United Nations Secretary General Antonio Guterres commented on the divisive citizenship act passed recently by the Indian Parliament.

When asked if he was personally concerned about the rising discrimination against minorities in India, Mr Guterres exclaimed, “Of course!” as it is pertinent that whenever nationality laws are changed, efforts are taken to avoid statelessness and to ensure that every citizen of the world is also a citizen of a country.

In an exclusive interview to a private news reporting agency, the UN chief was asked about reports in the international media, including Amnesty International, Human Rights Watch and recent fact-finding reports about Kashmir, regarding torture, sexual abuse and incarceration of children as young as seven by the Indian military forces.

But why doesn’t the UN take action?

He was eager to acknowledge that the current structure of the UN and veto power to only its five permanent member states were hampering the ability of the UN to deliver the very objective it was created for — conflict resolution.
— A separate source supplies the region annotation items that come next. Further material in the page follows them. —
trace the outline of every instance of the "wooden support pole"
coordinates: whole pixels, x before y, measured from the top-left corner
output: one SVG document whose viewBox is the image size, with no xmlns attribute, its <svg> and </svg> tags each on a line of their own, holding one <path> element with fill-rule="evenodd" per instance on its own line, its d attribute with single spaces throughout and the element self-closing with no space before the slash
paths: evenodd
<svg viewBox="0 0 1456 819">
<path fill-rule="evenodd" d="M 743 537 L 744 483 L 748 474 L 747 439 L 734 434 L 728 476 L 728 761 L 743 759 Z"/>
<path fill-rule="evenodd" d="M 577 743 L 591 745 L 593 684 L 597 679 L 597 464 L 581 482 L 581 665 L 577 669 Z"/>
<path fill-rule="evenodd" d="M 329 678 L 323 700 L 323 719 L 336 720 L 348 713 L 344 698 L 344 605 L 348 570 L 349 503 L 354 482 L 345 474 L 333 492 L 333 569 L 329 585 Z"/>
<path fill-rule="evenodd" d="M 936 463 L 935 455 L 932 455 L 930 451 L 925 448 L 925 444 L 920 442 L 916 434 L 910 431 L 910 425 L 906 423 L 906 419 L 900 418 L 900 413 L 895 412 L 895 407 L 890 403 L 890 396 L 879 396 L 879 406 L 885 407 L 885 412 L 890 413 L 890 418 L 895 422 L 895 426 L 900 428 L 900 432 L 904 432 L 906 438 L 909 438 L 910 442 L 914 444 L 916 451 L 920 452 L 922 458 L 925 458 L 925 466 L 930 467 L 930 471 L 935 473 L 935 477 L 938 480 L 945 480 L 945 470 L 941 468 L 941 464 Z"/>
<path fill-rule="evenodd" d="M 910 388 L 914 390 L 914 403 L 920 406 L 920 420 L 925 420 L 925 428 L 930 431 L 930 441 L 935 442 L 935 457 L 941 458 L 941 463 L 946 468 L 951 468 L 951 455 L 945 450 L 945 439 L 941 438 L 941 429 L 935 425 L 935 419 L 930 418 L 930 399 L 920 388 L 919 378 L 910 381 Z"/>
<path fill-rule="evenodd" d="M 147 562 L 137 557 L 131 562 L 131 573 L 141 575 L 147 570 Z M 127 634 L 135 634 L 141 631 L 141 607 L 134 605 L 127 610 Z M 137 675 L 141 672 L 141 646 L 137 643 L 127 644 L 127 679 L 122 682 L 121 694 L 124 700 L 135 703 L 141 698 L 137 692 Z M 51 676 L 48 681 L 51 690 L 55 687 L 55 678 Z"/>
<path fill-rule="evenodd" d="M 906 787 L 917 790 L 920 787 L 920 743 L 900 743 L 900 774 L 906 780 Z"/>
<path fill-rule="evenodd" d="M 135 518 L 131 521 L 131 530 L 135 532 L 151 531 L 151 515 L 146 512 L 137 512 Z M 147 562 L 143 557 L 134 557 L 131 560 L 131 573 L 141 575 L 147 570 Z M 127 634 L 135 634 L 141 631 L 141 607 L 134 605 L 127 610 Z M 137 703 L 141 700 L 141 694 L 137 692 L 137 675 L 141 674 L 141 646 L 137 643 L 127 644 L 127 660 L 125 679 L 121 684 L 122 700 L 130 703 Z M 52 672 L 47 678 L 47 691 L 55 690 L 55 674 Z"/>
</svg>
The rules-based system that came post-World War II was a result of a cohesion amongst western countries which is rapidly dissipating yet the top bureaucrat thought the UN was not threatened as much as it was challenged by this new reality.

“We lived in a bipolar world, the rules were relatively clear. Today it is no longer bipolar, not yet multipolar, it is a kind of a chaotic world. Power relations are unclear so we see situations of conflict to which many spoilers can do whatever they want because there is no way to create a minimum of order,” he also added.